Well, it's a couple of weeks since my last report, and I'm going to
Africa at the end of next week, so here's where I am:
After many days' work, I have got the Exim manual into a sort-of usable form as
an AsciiDoc document that can be converted to DocBook XML and then processed
from there. However, I still need to read it again thoroughly, to look for
glaring errors. There will probably be plenty. Then I'll ask for
volunteers to read it as well. Here are some comments:
AsciiDoc
--------
I'm pushing the limitations of AsciiDoc, and indeed, have found a few things
that it cannot do satisfactorily. Or at least, I haven't found how to do them.
It can't for example, correctly nest one list inside another list item
and then revert to the outer list item. You can't end the inner list
without ending the outer list item. (There is a fudge for this, but it
puts vertical white space in the output.)
Also, AsciiDoc markup is no less bizarre than the original SGCAL markup,
which isn't really surprising, given that it's supposed to do the same
job. I suppose the advantage over SGCAL is that the result is DocBook
XML, which is "standard". However, if you get the AsciiDoc markup wrong,
it can generate invalid XML.
AsciiDoc is written in Python, which makes it quite slow when processing the
400 pages of the Exim manual.
Processing the DocBook
----------------------
Using xmlto plus fop to produce PostScript works (slowly), with a lot of "not
implemented yet" messages (fop is really still alpha software), but it is
typographically quite unsatisfactory at times. Such as when it puts a section
heading as the last line of a page. Or when the first line of a page is the end
of a paragraph (one example contained just the word "set"). Sigh. I have
not found a way of preserving typographic markup in the index entries
(it even ignores <quote>xxx</quote>), and it doesn't merge identical
page numbers in the index.

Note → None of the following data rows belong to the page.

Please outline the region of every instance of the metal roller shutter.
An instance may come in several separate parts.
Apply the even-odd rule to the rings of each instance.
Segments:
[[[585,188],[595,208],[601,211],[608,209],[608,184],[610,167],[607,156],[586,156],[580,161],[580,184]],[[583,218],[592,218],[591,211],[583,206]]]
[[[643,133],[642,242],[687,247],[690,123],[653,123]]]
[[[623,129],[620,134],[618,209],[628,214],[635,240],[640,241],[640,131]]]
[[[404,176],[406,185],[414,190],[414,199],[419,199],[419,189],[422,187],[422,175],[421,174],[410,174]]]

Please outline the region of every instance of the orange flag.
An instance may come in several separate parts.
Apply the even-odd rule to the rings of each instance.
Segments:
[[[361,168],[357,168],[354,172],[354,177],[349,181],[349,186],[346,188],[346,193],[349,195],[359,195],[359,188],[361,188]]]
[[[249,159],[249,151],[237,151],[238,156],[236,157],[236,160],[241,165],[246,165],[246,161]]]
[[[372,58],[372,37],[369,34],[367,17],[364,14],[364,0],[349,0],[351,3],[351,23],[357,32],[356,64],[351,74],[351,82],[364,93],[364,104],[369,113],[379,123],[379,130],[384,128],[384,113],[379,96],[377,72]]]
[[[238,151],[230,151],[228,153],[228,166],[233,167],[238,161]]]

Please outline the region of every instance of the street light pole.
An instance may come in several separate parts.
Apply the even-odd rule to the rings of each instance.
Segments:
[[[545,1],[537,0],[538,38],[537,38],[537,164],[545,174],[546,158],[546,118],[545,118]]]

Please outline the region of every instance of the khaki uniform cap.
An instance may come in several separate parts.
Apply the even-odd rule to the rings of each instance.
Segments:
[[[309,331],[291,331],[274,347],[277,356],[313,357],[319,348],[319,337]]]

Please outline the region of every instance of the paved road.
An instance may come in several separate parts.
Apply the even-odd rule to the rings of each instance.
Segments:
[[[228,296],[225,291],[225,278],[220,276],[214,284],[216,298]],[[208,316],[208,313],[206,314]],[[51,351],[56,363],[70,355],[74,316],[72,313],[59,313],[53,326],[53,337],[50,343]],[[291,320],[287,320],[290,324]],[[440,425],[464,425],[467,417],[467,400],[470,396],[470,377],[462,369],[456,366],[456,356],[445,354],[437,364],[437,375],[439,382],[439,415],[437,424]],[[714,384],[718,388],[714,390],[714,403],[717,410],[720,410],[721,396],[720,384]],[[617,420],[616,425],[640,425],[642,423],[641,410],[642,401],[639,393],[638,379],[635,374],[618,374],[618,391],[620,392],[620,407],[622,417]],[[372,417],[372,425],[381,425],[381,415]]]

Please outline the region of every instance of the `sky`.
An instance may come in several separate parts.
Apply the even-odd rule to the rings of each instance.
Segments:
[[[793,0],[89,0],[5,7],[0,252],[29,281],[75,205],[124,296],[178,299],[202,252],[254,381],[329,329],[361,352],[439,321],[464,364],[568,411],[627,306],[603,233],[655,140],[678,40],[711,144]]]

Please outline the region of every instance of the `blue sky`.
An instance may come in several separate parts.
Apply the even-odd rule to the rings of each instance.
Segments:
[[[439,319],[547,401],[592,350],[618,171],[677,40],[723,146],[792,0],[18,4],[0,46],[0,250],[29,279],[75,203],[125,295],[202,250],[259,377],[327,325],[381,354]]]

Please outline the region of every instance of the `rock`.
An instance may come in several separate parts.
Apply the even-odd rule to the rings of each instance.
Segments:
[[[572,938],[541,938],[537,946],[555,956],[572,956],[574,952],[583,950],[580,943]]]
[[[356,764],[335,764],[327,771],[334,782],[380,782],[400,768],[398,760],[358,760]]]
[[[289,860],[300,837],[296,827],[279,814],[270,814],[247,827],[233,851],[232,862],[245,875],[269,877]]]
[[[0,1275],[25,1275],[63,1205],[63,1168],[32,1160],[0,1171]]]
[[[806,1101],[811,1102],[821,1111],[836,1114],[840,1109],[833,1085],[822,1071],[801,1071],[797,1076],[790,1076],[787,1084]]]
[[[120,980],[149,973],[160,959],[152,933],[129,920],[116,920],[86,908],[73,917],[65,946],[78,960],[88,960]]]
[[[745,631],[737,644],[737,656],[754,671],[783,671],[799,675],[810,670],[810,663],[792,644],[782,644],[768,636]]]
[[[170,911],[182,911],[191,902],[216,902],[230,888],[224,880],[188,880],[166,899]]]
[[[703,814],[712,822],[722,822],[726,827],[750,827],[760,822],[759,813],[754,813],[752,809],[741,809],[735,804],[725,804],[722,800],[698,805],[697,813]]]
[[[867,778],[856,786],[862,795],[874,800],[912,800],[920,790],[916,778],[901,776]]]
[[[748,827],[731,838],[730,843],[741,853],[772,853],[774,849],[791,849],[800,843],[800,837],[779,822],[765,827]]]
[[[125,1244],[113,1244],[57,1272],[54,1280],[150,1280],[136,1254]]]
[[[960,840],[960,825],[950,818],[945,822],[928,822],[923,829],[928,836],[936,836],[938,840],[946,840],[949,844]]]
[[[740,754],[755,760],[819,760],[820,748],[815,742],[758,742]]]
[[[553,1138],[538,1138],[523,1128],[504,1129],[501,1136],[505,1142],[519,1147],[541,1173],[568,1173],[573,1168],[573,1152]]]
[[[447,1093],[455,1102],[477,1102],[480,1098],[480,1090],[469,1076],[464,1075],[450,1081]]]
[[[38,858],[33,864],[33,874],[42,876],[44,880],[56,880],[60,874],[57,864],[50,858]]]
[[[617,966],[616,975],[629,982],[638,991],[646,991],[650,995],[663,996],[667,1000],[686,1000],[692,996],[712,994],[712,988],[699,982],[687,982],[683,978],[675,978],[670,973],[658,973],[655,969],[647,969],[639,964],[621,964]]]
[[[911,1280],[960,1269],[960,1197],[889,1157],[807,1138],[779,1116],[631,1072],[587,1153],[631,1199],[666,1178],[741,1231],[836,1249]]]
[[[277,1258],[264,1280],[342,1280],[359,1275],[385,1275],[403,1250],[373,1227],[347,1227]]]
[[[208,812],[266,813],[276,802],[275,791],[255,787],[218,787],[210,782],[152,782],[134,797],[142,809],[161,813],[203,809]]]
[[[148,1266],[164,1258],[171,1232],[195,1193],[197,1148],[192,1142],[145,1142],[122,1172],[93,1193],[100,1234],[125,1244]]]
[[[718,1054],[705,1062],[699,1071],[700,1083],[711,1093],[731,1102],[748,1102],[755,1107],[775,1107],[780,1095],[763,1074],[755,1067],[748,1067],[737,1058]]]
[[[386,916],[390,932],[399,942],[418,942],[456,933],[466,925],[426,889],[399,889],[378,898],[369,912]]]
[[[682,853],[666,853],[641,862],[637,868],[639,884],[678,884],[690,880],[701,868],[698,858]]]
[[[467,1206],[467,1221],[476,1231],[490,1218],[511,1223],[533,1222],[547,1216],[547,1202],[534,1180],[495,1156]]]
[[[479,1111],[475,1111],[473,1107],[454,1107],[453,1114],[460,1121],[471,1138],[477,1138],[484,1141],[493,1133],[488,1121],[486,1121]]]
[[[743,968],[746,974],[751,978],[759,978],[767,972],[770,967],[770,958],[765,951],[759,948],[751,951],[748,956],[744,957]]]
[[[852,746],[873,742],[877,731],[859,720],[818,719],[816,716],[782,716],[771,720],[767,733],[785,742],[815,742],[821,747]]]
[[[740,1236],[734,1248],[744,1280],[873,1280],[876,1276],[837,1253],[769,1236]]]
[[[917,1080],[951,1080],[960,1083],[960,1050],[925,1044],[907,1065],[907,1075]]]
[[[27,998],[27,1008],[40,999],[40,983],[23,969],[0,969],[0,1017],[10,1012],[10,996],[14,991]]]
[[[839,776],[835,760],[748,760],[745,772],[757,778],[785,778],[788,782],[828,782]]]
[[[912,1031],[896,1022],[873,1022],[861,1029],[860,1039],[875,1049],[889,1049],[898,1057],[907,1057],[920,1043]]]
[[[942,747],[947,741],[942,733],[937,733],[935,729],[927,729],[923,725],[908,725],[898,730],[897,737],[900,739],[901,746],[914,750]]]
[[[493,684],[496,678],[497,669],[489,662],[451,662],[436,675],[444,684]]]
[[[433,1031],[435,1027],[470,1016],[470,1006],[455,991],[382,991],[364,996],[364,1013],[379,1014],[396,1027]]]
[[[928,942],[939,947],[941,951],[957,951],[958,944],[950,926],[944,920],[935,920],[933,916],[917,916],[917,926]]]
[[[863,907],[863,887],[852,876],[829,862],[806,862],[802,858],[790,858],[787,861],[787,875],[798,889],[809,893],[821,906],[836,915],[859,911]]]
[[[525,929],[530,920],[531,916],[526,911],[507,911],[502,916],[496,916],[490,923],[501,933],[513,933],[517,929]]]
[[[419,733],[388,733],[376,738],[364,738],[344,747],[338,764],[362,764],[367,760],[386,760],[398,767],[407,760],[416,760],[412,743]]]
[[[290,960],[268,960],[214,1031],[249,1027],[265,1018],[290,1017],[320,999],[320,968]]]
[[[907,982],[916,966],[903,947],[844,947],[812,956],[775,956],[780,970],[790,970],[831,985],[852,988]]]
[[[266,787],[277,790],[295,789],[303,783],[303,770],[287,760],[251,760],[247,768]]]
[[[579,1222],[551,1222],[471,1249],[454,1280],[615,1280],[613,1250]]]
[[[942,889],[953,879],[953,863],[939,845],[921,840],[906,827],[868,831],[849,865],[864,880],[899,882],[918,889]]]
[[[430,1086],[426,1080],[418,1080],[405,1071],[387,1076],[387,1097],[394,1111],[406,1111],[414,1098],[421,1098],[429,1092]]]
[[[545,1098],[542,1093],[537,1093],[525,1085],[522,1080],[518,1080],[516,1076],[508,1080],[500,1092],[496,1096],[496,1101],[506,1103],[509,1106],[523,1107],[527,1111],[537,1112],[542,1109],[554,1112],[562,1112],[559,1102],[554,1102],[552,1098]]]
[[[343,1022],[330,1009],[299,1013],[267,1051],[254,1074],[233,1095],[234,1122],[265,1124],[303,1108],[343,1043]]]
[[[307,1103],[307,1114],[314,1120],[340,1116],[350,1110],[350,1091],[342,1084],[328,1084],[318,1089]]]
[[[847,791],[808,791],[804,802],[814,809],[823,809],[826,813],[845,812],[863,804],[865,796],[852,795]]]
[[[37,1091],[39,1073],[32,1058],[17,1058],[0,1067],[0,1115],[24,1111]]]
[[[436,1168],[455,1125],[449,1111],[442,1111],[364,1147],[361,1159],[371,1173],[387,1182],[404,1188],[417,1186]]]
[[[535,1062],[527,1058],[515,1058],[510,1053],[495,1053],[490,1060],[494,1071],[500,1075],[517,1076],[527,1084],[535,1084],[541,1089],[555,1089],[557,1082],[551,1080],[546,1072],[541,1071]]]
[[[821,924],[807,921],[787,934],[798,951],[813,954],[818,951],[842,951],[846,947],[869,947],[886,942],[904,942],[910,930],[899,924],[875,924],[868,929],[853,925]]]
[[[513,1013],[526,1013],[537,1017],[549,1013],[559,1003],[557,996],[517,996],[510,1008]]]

It also insists on indexing secondary terms
as primaries, which is a nonsense in many cases. Who wants an index
entry for "specifying"?
The HTML output also has its problems. The index seems to point only to section
headings rather than into the text, which is pretty useless for Exim's command
line options (but I haven't fully investigated this yet).
There will have to be pre-processors for the DocBook, to cope with characters
not available in various output formats, and probably a post-processor for text
output to tidy it up.
Status bottom line
------------------
There is still a lot to do on this. Despite my grumbles, there's
probably no better option. We can hope that better free XML processors
come along.
Philip
--
Philip Hazel University of Cambridge Computing Service,
ph10@??? Cambridge, England. Phone: +44 1223 334714.